If you ask me – I know not to do this because the very first time I sought counseling was when I felt like my grief over losing my Dad was still tearing up my life and it turned out: IT WASN’T GRIEF OVER LOSING MY DAD! After just a few sessions she got me processing some of that grief in a way that dug up some underlying shit and that ended up helping SO MUCH of my depression during that time.
So, I understand how important it is to let the process unfold naturally and let the professionals do their work. But, I think I still really want my mental health care team to be impressed with me and my progress and so I think I’ve started – almost trying to self-diagnose? Maybe? And now that I have caught myself doing that in preparation for a visit, I think I’ve also done it during visits. Like…I think I have led some of the visits in directions that fit the: Kim is doing such a good job working through her anxiety and depression narrative! performance I’m evidently orchestrating. But I don’t think I realized I was doing it until recently.

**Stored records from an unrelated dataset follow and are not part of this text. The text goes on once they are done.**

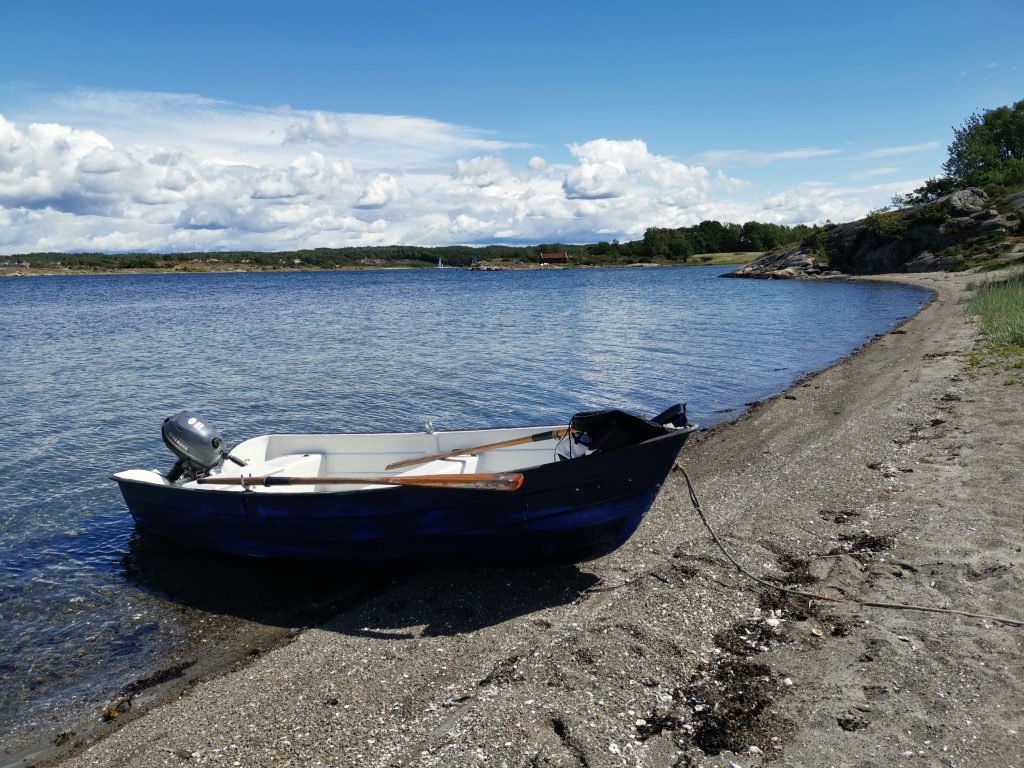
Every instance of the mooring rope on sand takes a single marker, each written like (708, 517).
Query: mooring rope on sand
(813, 596)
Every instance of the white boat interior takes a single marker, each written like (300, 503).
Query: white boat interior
(366, 455)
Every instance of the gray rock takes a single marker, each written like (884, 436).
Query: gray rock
(1016, 202)
(966, 202)
(984, 215)
(784, 263)
(998, 224)
(927, 262)
(957, 225)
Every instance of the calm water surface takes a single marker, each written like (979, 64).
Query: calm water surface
(90, 366)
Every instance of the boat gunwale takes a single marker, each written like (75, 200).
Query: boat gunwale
(220, 491)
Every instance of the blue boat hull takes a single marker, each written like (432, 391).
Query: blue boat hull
(566, 511)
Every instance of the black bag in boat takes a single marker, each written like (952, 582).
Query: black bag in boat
(607, 430)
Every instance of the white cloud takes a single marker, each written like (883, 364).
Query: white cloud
(483, 171)
(379, 193)
(891, 152)
(164, 172)
(755, 158)
(870, 172)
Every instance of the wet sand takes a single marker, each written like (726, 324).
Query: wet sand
(893, 476)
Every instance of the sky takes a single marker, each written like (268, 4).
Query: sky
(271, 126)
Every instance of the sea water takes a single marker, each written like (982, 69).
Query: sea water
(90, 366)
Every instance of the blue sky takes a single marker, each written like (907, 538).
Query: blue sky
(269, 125)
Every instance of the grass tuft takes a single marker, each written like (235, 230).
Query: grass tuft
(999, 306)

So now, every time I find myself “prepping” for the next visit…trying to figure out how to phrase my response to the inevitable, “So, how are you doing?” first question…I am trying to stop myself. Instead of figure out how to present my mental health in some sort of, “This is what I’m doing and see how it’s making me better but I still have to work on this,” type of weird response…I’m trying to find a simple and honest answer to the actual question, “How are you doing?” And then let him ask the follow-up questions and not try to present myself as some sort of 5-Star Mental Health patient.

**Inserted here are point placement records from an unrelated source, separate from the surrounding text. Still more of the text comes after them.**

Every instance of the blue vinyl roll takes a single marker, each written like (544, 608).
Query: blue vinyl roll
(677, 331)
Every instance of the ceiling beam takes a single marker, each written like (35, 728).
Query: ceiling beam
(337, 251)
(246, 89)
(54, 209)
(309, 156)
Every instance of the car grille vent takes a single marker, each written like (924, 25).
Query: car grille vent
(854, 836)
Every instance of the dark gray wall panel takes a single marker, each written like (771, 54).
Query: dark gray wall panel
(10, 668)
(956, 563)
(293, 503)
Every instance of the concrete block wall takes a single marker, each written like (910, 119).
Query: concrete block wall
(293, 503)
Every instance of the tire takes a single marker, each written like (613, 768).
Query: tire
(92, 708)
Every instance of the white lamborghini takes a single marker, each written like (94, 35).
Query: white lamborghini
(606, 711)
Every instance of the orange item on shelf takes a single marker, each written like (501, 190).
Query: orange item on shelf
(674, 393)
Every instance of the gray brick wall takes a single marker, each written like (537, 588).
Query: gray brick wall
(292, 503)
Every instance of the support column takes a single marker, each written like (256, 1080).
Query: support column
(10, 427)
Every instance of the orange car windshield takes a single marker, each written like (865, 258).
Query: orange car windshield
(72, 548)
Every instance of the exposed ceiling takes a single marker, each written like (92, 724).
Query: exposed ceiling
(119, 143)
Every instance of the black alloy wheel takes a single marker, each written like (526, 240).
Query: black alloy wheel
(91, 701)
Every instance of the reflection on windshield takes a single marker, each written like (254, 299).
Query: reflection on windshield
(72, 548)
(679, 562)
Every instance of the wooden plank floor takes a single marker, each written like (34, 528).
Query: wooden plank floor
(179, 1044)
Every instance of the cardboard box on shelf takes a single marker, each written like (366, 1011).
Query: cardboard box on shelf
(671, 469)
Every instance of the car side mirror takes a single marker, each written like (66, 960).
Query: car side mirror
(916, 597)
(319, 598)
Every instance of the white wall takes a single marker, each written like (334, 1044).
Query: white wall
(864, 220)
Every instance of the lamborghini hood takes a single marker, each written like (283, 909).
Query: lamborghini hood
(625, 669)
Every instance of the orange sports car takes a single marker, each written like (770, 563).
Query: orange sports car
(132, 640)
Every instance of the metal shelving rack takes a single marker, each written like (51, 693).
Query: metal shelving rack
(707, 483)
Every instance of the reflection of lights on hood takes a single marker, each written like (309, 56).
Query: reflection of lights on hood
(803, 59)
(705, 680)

The simplest answer? I have good moments when I’m laughing with my kids (which is often, thank god for funny children) or reading or bullet journaling…but the overall undercurrent in my brain is still very bleak. The constant worry is wearing me out. The dread is zapping my ability to care for myself properly. The hum of anxiety is always in the background. The tools in my arsenal are great for in-the-moment panic surges, but I still have yet to silence/mute the orchestra of despair.
AH. Orchestra of despair. I think that’s a good description. It’s like there’s the woodwind section of “Political Instruments.” There’s the flute of dreading several different election outcomes, the piccolo of pain associated with loving people who will vote for Trump, the clarinet of systemic racism etc. Then there’s the string section of “Motherhood” where the violin of Navigating My Kid’s Needs During The Pandemic plays alongside the viola of Becoming And Educator When I’m Not Trained.
Yeah. I think that’s a good way to describe it. Maybe instead of trying to walk in with my own diagnosis narrative I’m trying to fit my problems around, I need to walk in with a better way to describe what’s actually happening in my head on any given day. That there’s the orchestra playing in the background and sometimes I can have fun with my kids and not think about the music, but it’s always there. And if I’m not actively experiencing joy, my brain will focus in on certain instruments when the specific worry feels louder, or sometimes they have their own solos, but for the most part the orchestra plays as a whole together all the time.
I’d like to experience the joyful moments without the hum of the orchestra tainting everything. Or maybe I’d just like some quiet periodically.
Okay…I don’t have time to write anymore but my brain just jumped around to some interesting conclusions so I think I’ll call this one PART ONE and will come back and write PART TWO tomorrow.